Columbia University: Beyond the Cursor
The talk
Invited presentation at Columbia University’s CS Department. The core argument: the significant shift in AI-assisted development isn’t a better IDE — it’s when the model leaves the editor and starts executing in the shell.
I traced three generations of AI in engineering:
- Autocomplete (IntelliSense, Tabnine) — syntax speed, no structural understanding.
- Reasoning (ChatGPT, Gemini) — understanding intent behind code, but still waiting for you to act.
- Agency (Codex, Claude Code, Gemini CLI) — the model drives shell primitives directly. The cursor disappears.
What I covered
The execution loop. Gen 3 agents don’t just suggest — they plan, act, observe terminal output, and course-correct. The goal isn’t generating code; it’s returning a repository to a stable state after the perturbation of a new requirement.

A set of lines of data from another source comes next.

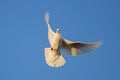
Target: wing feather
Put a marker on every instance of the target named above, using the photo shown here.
(78, 48)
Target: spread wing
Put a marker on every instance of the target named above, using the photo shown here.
(78, 48)
(50, 31)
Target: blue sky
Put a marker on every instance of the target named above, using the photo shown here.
(23, 37)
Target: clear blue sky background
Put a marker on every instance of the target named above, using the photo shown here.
(23, 37)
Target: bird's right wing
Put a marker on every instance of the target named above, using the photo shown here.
(78, 48)
(51, 34)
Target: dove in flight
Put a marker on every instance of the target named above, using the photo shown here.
(53, 55)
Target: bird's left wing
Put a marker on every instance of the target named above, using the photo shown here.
(78, 48)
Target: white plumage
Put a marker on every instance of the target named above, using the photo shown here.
(53, 56)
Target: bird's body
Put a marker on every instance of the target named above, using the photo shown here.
(57, 42)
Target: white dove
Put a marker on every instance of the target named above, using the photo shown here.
(53, 56)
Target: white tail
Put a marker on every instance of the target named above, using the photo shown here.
(53, 59)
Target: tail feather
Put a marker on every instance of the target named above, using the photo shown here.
(47, 17)
(53, 59)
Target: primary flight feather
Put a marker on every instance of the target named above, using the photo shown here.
(57, 43)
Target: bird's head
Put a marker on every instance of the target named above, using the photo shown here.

The Google stack. How AI Studio, Gemini CLI, and Jetski work together in practice — from prompt tuning to MCP-based tool use to terminal-native execution within the google3 monorepo.
Human-in-the-loop friction. Without checkpoints, agents hallucinate libraries and create circular dependencies (“agentic drift”). Managed friction — deliberate pause points where a human verifies before the agent continues — is what makes autonomous execution reliable.
Live demo. I demonstrated a multi-agent system (organizational_agent_swarm) resolving a conflict: I asked it to create a script that bypasses its own safety checks. The Verifier agent identified the conflict with established rules, initiated a debate, and escalated to a human decision. The point: good agentic systems know when to stop and ask.